On their right they passed the dark walls of the castle of Brederode, and pursued their way to the very edge of the lofty dunes, which at this point are every year encroaching upon the cultivated fields. Presently they came to a long, low, white building surrounded by dark hedges, which in the coolness of the night sent out a pleasant odor of young beech leaves. The court-yard was silent, the windows black. Not a ray of light was visible anywhere.

Walter Gordon rode directly up to the door. He felt with his hand that it stood open to the wall, and that a dark passage yawned before him. Instinctively he drew back a little way to decide what he should do. With an unknown house before him and a cut-throat crew behind, he judged that he would be wiser to proceed with extreme caution.

"Keep wide from me at your peril," he cried, threateningly, to his rascal company. The three horses backed simultaneously, and Haxo, his Calf and his Killer, waited in an irregular semicircle, while Wat took out of his pocket a tinder-box and from his holster a candle. There was not a breath of air, and when Lochinvar lighted the taper the flame mounted steadily upwards, so that he had no need even to shelter it with his hand while the flame went down and then as slowly came again, as all candles do when they are first lighted.

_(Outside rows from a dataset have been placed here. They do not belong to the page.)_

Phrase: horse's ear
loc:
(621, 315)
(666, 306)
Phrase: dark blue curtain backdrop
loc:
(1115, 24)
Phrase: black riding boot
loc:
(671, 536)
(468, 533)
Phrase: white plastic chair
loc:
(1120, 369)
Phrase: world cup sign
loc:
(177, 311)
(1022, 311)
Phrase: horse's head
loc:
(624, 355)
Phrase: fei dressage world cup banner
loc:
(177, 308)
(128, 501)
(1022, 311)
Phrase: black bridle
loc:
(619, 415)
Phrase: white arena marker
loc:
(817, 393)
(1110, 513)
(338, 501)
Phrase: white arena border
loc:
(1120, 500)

Wat glanced up at the sign of the Black Bull's Head, which was set in rude caricature over the door of the inn. His mind wandered grimly to the significance of that emblem in his own country, and to the many good men and true who had dined with the Black Bull's head on the table—and thereafter dined no more in this world. And to think that he, Wat Gordon of Lochinvar, had brought the Bull with him, together with the Bull-calf and the Killer, to keep him company to the Black Bull of Brederode! He took the conceit as an omen, and gritted his teeth to remember what an arrant gull he had been.

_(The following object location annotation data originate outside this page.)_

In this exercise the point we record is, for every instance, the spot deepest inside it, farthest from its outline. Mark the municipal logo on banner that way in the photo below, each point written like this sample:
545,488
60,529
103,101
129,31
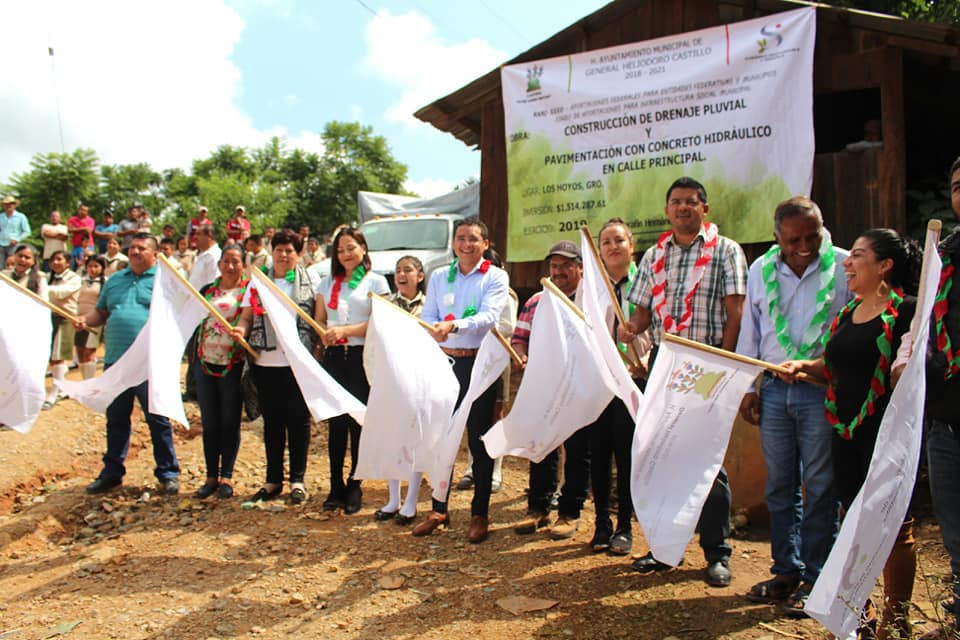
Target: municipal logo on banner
770,43
605,132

"I shall never see my love more," he said under his breath; "well, never mind, Wat Gordon, lad—if die you must, there are some now alive who will be in a similar plight ere you turn up your toes. And at all events I am glad that I kissed her."

He dismounted and drew his sword.

"Stand still where you are," he cried to Haxo. "Advance an inch at your peril till I give the word."

He looped his horse's rein to the iron hook at the cheek of the inn door. Then he gripped his sword tighter, and said a prayer which ended somewhat unorthodoxly:

"I wish I had that glove which I threw into the canal. For, after all, she gave it to me. Also, her lips pout most adorably when she is angered."

And this seemed strange enough information to give the Deity. But without doubt its sincerity carried it further heavenward than many an empty Credo. For the God who made love does not, like Jove, laugh at lovers' vows.